Veo3: how to use prompts in JSON to create more consistent videos with AI

Veo3: how to use prompts in JSON to create more consistent videos with AI

Veo3: how to use prompts in JSON to create more consistent videos with AI

25 de ago. de 2025

Nando

CEO | FOUNDER

If you've ever tried Veo3, you know that Google's tool is becoming one of the most powerful when it comes to AI video generation. But to truly extract its potential, it's not enough to write loose text prompts; the secret lies in using structures in JSON, which organize every detail of the narrative, camera, style, and effects clearly.

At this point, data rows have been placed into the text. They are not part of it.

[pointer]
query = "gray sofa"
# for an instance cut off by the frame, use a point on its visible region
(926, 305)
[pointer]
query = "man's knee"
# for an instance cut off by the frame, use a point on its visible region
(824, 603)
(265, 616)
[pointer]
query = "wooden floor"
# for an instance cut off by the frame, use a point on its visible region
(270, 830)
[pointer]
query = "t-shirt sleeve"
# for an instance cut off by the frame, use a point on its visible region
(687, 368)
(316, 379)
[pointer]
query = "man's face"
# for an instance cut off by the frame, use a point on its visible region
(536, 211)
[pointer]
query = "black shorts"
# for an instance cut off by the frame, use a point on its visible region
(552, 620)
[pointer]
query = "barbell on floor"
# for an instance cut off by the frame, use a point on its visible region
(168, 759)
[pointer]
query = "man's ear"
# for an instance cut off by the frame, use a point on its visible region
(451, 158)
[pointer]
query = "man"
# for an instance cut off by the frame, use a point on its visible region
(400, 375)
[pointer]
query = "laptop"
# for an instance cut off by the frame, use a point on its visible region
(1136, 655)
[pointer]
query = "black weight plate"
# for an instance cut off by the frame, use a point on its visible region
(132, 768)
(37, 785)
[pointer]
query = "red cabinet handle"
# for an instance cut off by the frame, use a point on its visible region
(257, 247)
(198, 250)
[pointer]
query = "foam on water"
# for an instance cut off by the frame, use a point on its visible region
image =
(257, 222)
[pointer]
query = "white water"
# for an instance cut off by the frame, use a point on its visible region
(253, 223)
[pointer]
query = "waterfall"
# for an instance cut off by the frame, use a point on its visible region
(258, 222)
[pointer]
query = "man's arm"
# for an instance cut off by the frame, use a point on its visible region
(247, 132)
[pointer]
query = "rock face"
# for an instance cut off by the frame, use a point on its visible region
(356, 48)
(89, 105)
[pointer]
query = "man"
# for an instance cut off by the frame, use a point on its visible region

This technique allows for more creative control, facilitates adjustments, ensures character consistency, and helps work on complex projects in stages. In this article, I will show how to structure prompts in JSON for Veo3, bringing best practices, examples, and a free tool that will simplify your creative process.

What makes Veo3 special?

Veo3 goes beyond simple "text in motion." It integrates image, sound, and narrative in a single creative flow, bringing features that lend more realism and consistency to the result.

The model allows for video creation from short text descriptions that indicate elements like characters and scenes. It can generate videos with audio, such as dialogues and ambient sounds. Among the main differentiators are:

  • High-quality video generation from text.

  • Inclusion of speech and dialogue directly in the result.

  • Creation of sound effects and music that are coherent with the scene.

For more complex videos, it allows control over what would be camera movements and angles, as well as editing and extending scenes to reveal more of the action or to transition to the next shot.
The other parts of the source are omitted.